The seven-minute epic "A&W" entwines Lana Del Rey as song-level character and real-world artist. A lyric like "I won't testify / I already fucked up my story" speaks from the perspective of the archetypal "whore" who spins the record's tale, and captures Del Rey's attitude toward fame: a refusal to pointlessly pursue an untainted image. The song balks at maintaining a prim facade or consistent narrative: she's at the Ramada, not in Rosemead like she claimed; she's a princess having sex on the hotel floor; she's reflecting on childhood as a piano cascades down the corridors of her mind. And then, once the track transmogrifies into a gurgling beat, bass synths violently ripping its fabric, she's flipping a '50s doo-wop song into a schoolyard chant.
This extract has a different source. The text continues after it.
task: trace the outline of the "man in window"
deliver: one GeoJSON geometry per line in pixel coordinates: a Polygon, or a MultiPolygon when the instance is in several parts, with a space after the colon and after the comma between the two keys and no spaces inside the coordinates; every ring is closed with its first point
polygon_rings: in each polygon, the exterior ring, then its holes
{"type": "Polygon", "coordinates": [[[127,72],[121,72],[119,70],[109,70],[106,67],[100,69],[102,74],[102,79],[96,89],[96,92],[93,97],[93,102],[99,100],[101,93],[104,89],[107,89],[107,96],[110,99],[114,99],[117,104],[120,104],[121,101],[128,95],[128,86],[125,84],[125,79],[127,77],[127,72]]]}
It's gaudy and glitzy, sleazy and sinister — an amalgam of the American imagination and its underbelly, the rightful land of Lana Del Rey.
Noah Ciubotaru

2. Avalon Emerson
"Astrology Poisoning"
(Another Dove / One House)

Global warming, nihilism, social alienation and "another day of glamorous euphoria in spite of it all" — it's hard to imagine a song that better conveys the strange contradictions of life in the 2020s than this one by Berlin-based dance DJ turned dream pop enchanter Avalon Emerson. Amid burbling bass octaves and playful, pillow-soft synths, Emerson coos bleak lines about crumbling cities and distant relationships, while a clever line about "heat death" blurs the line between the heating of the earth and the eventual freezing of the universe. Grim stuff, but with Emerson impassively deadpanning a transcendent pop chorus, it's possible to join her in a fleeting moment of glamorous euphoria.
Alex Hudson

1. PinkPantheress and Ice Spice
"Boy's a liar Pt. 2"
(Warner Music)

At a time when both PinkPantheress and Ice Spice were on the verge of superstardom with inescapable TikTok bops like "Pain" and "Munch," the pair joined forces and delivered a generational hit with "Boy's a liar Pt. 2." An update on PinkPantheress's 2022 single, the collaboration sees both artists at the height of their abilities, uniting against duplicitous dudes over catchy-as-can-be production that plinks and bloops like an SNES soundtrack. Despite its emotional subject matter, it's light and airy, clocking in at just two addictive minutes and playfully pitting PinkPantheress's soft, sparkling vocals against Ice Spice's swaggering Bronx flow. It's a star-making moment from two of this generation's most promising artists — and it's almost impossible to listen to just once.